Combinatorial proof of an inequality on some partitions separated by parity
Yan Fan, Ernest X. W. Xia
TL;DR
The paper addresses inequalities among parity-separated partition functions $p_{yz}^{wx}(n)$ and provides a concrete combinatorial proof that $p_{od}^{eu}(n)<p_{eu}^{od}(n)$ for $n\,\ge\,373$. It constructs a detailed 17-case injection from $A_{od}^{eu}(n)$ to $B_{eu}^{od}(n)$, partitioning the domain into $A_j(n)$ with corresponding images $B_j(n)$, and shows a bijection on each case for large $n$. Consequently, $p_{od}^{eu}(n)$ equals the sum of the $|A_j(n)|$, while $p_{eu}^{od}(n)$ counts a strictly larger set, establishing the inequality for $n\ge 373$. This work provides a full combinatorial proof addressing an open question and complements prior asymptotic results, though it notes that combinatorial proofs for two other related inequalities remain elusive.
Abstract
In 2019, Andrews investigated integer partitions in which all parts of a given parity are smaller than those of the opposite parity and introduced eight partition functions based on the parity of the smaller parts and parts of a given parity appearing at most once or an unlimited number of times.

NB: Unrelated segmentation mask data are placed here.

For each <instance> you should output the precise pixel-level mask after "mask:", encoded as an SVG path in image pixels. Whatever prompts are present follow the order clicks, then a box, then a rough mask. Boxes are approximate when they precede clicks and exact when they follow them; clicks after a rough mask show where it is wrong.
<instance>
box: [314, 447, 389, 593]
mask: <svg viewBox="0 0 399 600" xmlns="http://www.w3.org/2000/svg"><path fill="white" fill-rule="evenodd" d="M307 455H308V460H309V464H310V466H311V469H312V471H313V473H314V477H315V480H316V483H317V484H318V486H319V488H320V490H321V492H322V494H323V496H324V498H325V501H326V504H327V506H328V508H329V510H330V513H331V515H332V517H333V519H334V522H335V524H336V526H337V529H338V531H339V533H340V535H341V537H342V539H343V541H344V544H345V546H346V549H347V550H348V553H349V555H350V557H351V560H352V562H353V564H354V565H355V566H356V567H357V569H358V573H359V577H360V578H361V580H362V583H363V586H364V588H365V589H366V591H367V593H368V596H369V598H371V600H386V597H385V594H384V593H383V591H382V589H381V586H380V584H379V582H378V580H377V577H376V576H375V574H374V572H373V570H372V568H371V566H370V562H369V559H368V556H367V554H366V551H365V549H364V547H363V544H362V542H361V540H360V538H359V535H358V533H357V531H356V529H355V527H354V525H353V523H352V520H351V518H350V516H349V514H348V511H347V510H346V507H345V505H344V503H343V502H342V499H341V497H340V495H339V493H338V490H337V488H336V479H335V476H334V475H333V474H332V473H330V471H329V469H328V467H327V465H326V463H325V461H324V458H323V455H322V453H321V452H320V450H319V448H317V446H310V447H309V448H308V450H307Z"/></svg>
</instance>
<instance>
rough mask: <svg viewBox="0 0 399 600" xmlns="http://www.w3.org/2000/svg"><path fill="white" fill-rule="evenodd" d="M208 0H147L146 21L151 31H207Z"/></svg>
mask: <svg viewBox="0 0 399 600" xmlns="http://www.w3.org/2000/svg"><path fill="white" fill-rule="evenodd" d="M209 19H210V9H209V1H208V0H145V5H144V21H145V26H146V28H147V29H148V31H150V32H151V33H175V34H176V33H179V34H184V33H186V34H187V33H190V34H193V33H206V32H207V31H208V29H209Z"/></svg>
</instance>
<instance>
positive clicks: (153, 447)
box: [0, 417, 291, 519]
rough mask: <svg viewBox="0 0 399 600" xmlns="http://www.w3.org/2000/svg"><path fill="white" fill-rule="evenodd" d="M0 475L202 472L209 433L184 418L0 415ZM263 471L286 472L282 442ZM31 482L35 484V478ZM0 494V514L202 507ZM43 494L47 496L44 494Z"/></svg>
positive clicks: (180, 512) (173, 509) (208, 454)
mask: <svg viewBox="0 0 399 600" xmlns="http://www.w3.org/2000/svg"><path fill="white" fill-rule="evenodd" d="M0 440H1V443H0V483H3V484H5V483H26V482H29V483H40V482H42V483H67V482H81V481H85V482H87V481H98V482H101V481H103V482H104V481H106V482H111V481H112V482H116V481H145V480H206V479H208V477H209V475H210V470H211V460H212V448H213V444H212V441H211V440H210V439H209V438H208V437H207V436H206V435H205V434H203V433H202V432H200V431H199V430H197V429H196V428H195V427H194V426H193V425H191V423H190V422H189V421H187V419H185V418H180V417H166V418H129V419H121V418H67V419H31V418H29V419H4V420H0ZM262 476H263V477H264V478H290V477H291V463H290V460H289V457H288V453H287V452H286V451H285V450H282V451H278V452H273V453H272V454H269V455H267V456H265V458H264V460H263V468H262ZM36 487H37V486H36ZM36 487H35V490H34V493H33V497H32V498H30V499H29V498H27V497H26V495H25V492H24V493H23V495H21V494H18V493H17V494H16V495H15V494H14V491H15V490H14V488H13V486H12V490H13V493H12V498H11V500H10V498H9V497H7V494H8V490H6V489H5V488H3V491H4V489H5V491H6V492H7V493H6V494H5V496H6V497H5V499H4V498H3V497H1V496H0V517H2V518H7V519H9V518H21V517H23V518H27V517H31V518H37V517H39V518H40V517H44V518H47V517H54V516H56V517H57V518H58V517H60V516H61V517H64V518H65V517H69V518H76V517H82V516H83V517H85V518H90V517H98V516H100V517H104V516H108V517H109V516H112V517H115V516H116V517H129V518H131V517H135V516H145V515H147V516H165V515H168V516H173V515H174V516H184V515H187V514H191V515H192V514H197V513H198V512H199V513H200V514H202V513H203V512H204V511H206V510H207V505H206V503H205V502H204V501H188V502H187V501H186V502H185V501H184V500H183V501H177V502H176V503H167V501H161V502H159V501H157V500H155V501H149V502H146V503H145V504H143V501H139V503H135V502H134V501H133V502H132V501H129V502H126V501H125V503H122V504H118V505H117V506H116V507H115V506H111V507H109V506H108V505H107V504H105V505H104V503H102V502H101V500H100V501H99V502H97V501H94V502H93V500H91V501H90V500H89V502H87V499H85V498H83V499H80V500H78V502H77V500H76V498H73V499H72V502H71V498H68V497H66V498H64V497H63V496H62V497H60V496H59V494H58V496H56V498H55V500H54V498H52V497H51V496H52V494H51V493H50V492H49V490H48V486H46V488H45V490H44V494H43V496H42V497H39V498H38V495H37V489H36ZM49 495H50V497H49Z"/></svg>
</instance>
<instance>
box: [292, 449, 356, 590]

Recently, Bringmann, Craig and Nazaroglu studied the asymptotic behavior of the eight partition functions proved several inequalities for sufficiently large $n$. At the end of their paper, they asked for combinatorial proofs of those inequalities. In this paper, we prove that an inequality on partitions separated by parity holds for $n\geq 373$ by a combinatorial method. This answers a question posed by Bringmann, Craig and Nazaroglu.